Friday, January 31, 2020

#31 / A "Political Revolution" - Really?

Louis Proyect, who calls himself an "unrepentant Marxist," has asked this question in one of his recent blog postings: "What does Bernie Sanders mean by political revolution, anyway?

Of course, Proyect is not the only one who would like to know!

I was a delegate for Bernie Sanders at the Democratic National Convention in 2016. I am supporting his presidential candidacy this time around, too. What I like about Bernie is not his angry white guy finger pointing style, but his consistent insistence, over his entire political career, which started out at the local government level, by the way, that our government ought to be working for ordinary people, not for the "billionaire class," those persons who happen to own and run the big corporations that increasingly dominate every aspect of our national life.

As you can read in this 2015 article from the Guardian, which reports on a Sanders' speech in Iowa that year, Sanders' "political revolution" idea is not new. It's not a focus group adopted campaign slogan that Sanders thinks will likely be popular in 2020. In fact, let's admit it, someone who self-identifies as a Democratic "Socialist," and who is calling for some kind of "revolution," is intentionally swimming upstream against what passes for contemporary political wisdom. There must be something to it, right?

Obviously, someone should ask Bernie directly what he means by a "political revolution," but I think I have a pretty good idea. Hannah Arendt's book, On Revolution, which is probably my favorite book in the world, provides the answer. At least, that's what I think.

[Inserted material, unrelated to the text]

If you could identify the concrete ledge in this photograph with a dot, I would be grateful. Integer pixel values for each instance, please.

In her book, Arendt discusses the American Revolution, comparing it, explicitly, and favorably, to the revolutions in France and Russia. While admitting some truly great problems with our revolution (a baked-in acceptance of slavery is certainly the number one problem), Arendt notes that what happened in 1776 was a dawning realization by ordinary people that "we the people" are perfectly capable of governing ourselves. Genuine "self-government" can only be achieved by a "revolution," and the first step has to be our realization that we, collectively, should be running our affairs the way we want to run them. Thereafter, we need to follow up on that realization by an actual implementation of that idea.

When we first realize that WE have power, and, having realized that, we then insist that the power  we have be employed for OUR benefit, a "political revolution" can and will occur. That all happened back in 1776, and with the subsequent adoption of the Constitution in 1779, but the genuine "self-government" we then achieved (and it was flawed, as already noted) has lost its strength and potency. We still "think" self-government, and by now we know that this means women, people of color - everybody - but we are not, in fact, actually governing ourselves. The corporations and the "billionaire class" are running the show. We are not going to be able to transform our situation and deal with wealth inequality, the climate crisis, and the profound issues of social justice we need to confront until we actually make the government work for us, by taking it over ourselves. That's what I think Bernie Sanders means by a "political revolution."

A successful political revolution did occur in Santa Cruz County, at a time during which those with money and (apparently) power, were turning Santa Cruz County into a conquered province of the Silicon Valley. I was fortunate enough to be part of the effort by ordinary people to take back power, and to make the fundamental decisions about what our future should look like. I had read Arendt's book in college. When I showed up in Santa Cruz, in 1971, I saw it happening in real life - and with truly revolutionary consequences.

I am not afraid of that kind of "political revolution," and I have no illusions that it's easy. People actually have to believe that they can make their government do what they want, what benefits them, and not just succumb to what those with money and power say is "inevitable" or "necessary," and then, they need to spend time, and join with others, actually to participate in the political decision making process.

Making a "political revolution" is a big job, even at the local level. It is REALLY HARD at a national scale.

Nonetheless, I am here to testify that, hard as it might be, it can be done. And if we can all trust ourselves this election cycle, we can have the kind of "political revolution" that I know Bernie Sanders is talking about.

There are just a few days till the Iowa caucuses! Onward from there! If we truly want to change the realities (and we desperately need to), a political revolution is exactly what is required!